In the lead-up to Canada’s centennial in 1967, Lester Pearson’s government decided to move on the idea and quickly cobbled together everything needed to create the Order of Canada, including an insignia.
Over the past half-century, Canada has gone from having no honours system to having one of the largest and most complicated in the world, McCreery said. Countries like New Zealand and Australia have tried to replicate the Canadian model in their own systems, he said.
“That speaks to the success of the present system.”
The list released Friday by Rideau Hall bears some similarities to the one from 50 years ago.
In place of international renowned soprano Pierette Alaire, today there is opera star Tracy Dahl.
In place of Massey and Laurent are former Supreme Court justice Marshall Rothstein, former Liberal heritage minister Liza Frulla and the country’s top bureaucrat, Wayne Wouters.
Street nurse Catherine Crowe, Me to We founder Roxanne Joyal and Catherine Latimer, executive director of the John Howard Society of Canada, are being honoured, much as social advocates were in the first list released in 1967.
And in place of David Bauer – instrumental in Canada’s national hockey program – and Montreal Canadiens great Maurice Richard, there is Messier, the ex-Edmonton Oiler forward with the quintessentially Canadian nickname, “Moose.”
“I’ve always felt being a Canadian really meant something to me, and being able to represent Canada in the international competitions like I did was something that I’ll never forget,” Messier said in an interview.
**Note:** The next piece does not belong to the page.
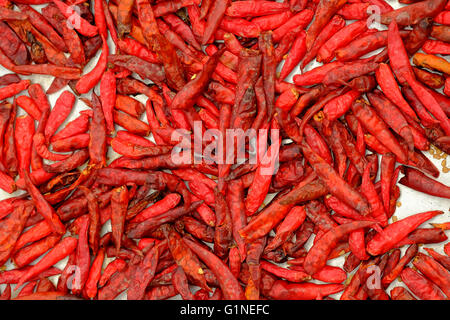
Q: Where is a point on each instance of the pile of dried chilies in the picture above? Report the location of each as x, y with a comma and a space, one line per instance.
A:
349, 129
“This takes it to another level where it goes beyond the game of hockey, because (of what) the players that have been elected to this honour have done outside the game of hockey as well, which I think was a huge responsibility for all us and one not to be taken lightly.”
“Humbling” is how recipients describe being named to the order. Just ask Alan Doyle, best known as the former lead singer of Newfoundland and Labrador folk-rock stalwarts Great Big Sea.
“If you look into the list of people who get this award, are all exceptional people in their own work life and in their own artistic life or political life or business life or whatever, but then they’re almost always very community-minded people and people who have tried to give back to the place, their town, their city, their province, their country,” Doyle said.
“It’s humbling to be in that company, in all honesty.
“It’s also quite motivational. It makes me want to do more stuff because I feel like it’s important.”